Alliance: When two thieves have their hands so deeply plunged into each others’ pockets that they cannot separately plunder a third party.
Ambrose Bierce, The Devil’s Dictionary
The US and China bicker like an unhappily married couple, but Brad Setser warns us that the squabbling is getting nastier. And worse, both parties seem to fail to recognize how deeply enmeshed they are, and how divorce is not a realistic option.
Brad Setser, in “Uh-oh! Is China starting to blame the US for its currency losses?” notes that China is unhappy with how the US is trashing the dollar:
Mei Xinyu, a senior researcher under the Chinese commerce ministry writing in a personal capacity for the Shanghai Daily, argues that China needs to put pressure on the US at the Strategic Economic Dialogue to do more defend the dollar. With the dollar at 1.60 against the euro, it isn’t hard to see why.

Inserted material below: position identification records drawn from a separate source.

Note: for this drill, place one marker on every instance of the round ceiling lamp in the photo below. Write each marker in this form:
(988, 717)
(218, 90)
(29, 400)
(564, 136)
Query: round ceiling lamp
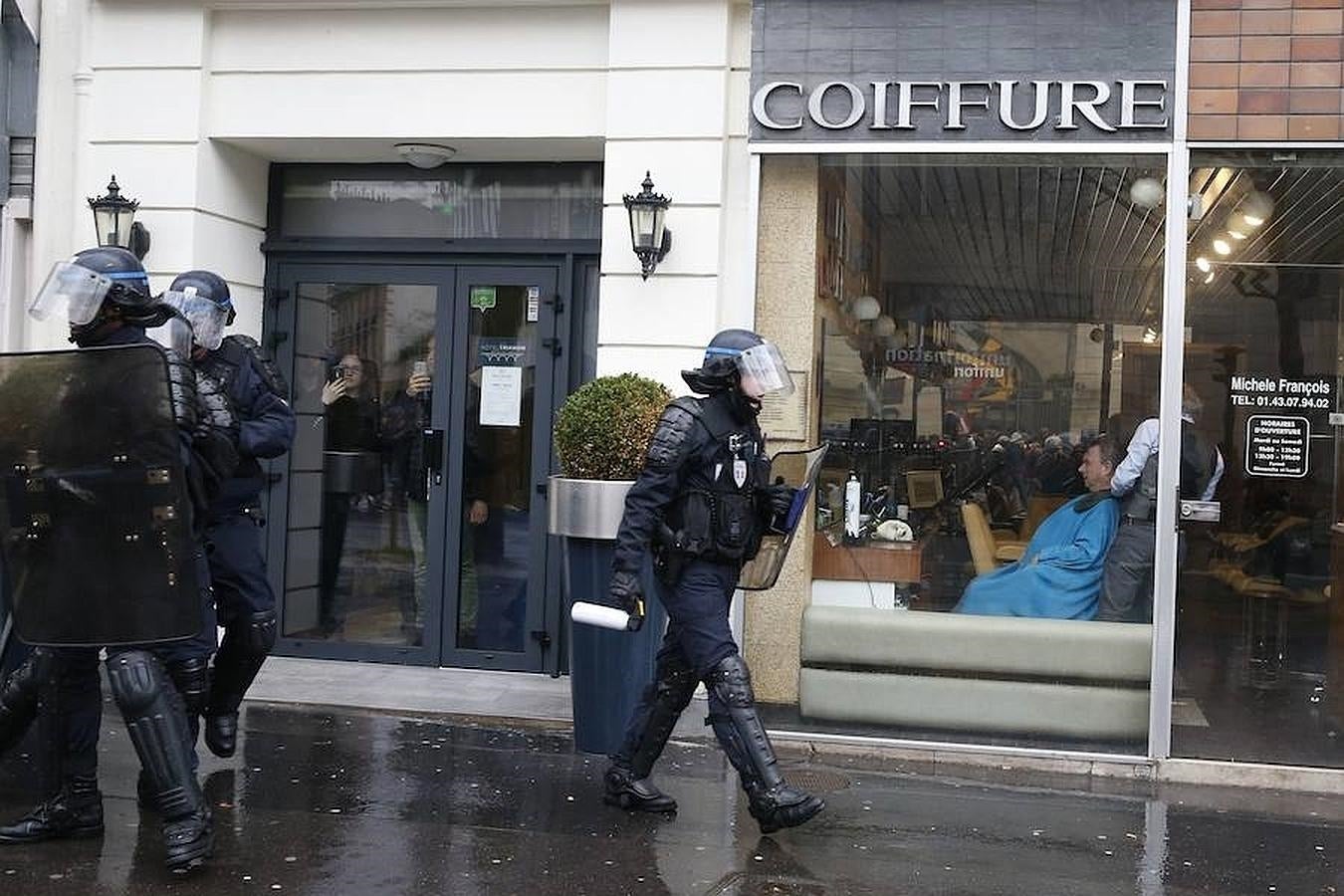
(1147, 192)
(866, 308)
(425, 154)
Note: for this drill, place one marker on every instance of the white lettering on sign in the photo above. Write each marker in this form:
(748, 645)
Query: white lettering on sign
(1137, 105)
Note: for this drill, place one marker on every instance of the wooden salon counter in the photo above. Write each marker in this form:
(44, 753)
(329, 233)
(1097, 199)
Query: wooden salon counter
(868, 561)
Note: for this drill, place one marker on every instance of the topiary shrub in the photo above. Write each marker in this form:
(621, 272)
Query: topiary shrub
(602, 430)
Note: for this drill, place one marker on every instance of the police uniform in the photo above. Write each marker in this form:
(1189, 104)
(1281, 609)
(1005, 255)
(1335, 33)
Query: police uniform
(702, 504)
(244, 596)
(141, 677)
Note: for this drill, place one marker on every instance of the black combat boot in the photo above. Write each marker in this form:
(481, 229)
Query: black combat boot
(241, 656)
(157, 726)
(76, 810)
(626, 778)
(773, 802)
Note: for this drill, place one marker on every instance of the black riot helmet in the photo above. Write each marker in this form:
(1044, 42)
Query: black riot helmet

Mei goes on to argue that if the US doesn’t do more to defend the dollar, it is effectively defaulting on China.
The negative results of the US dollar’s decline are evident: the rising prices of all primary products, the intensified pressure on inflation globally, the confusion in the settlement of international transactions, etc. Worst of all, this is the US’ disguised way of avoiding paying off its debts to foreign countries.
It should be noted that the US is the biggest debtor country in the world…. By the end of 2006, the US’ accumulated net debt overseas hit US$16 trillion. As most of the debts were calculated in US dollars, the US is actually welshing on its debts malignantly by allowing the devaluation of US dollars. Since China is the country with the world’s biggest foreign exchange reserves, most of which are calculated in US dollars, China thus is hurt most greatly from the US dollar devaluation.
One man’s exorbitant privilege is another man’s disguised default…..
What’s more, Mei Xinyu’s argument isn’t entirely wrong.
Setser notes (in more polite terms) that the value of the dollar is secondary at best to the Fed right now. He continues:
But Mei Xinyu’s argment is still a bit off. China invested in the US knowing quite well that the US wasn’t committed to defending the dollar’s external value. It invested in the US even though the US had a large trade deficit. It invested in the US even though the IMF indicated the dollar was overvalued and would tend to depreciate over time. It invested in the US even though a gloomy American academic and a former Treasury staff economist quite explicitly warned that China would lose money on dollar holdings back in 2004.
Mei’s complaint, in other words, should be directed in part at China’s own policy makers.
While this is narrowly correct, if you widen the frame of reference, it isn’t clear how the blame should be apportioned. China has pursued an openly mercantilist trade policy. The US was happy to pursue a macroeconomic policy described by Thomas Palley as one based on borrowing and cheap exports. In co-dependent terms, the chronic alcoholic, um, overspender, had found an enabler.
Worse, as this relationship was clearly entering the danger zone, many people who should have know better were sanguine about ever-worsening global imbalances. The flash point should have been when the US current account deficit to GDP ratio passed 4%, which is usually the limit of the currency markets’ tolerance. And indeed, as the gap has worsened, the dollar has come under more pressure. Yet pundits repeatedly argued that China would of course continue to lend to us; to fail to do so would hurt them, since they were funding our purchases of their exports. Note that Setser has not been part of this camp; he noted fairly early on that the China (and other kind buyers of our financial assets) were not only financing our present-year funding gap, but also the interest on all the prior years too. The implication was clear: at some point, this would become unsupportable.
And in a curious lack of empathy, we are driven by internal considerations above all others, yet fail to recognize that our trade partners will be too. China’s escalating inflation is a direct result of its massive Treasury purchases; it can’t sterilize them fully. I have no idea whether the government is playing this line internally, but it would not be inconceivable for them to blame the stock market crash on the US (after all, they had to raise interest rates to combat US generated inflation. Yes, rising commodity prices play a role too, but it is made worse by China’s’ maintaining a loose dollar peg).
Whether this strategem is being employed or not, I have been told that the Chinese public is unhappy about the losses on the investment in Blackstone and on US Treasuries. So a weakening dollar will almost certainly lead to harsher rhetoric; whether it goes beyond that is an open question.
But neither party is willing to deal with the fundamental problem: the US needs to consume less and save more. That means fewer goodies from China and more US exports. While China in theory could increase exports to Europe. the Europeans place much greater stock in preserving employment than does America. so will likely encounter formal and informal protectionism.
Although Setser argues from a funds flow perspective, he reaches a similar conclusion:
That strikes me as a recipe for future trouble.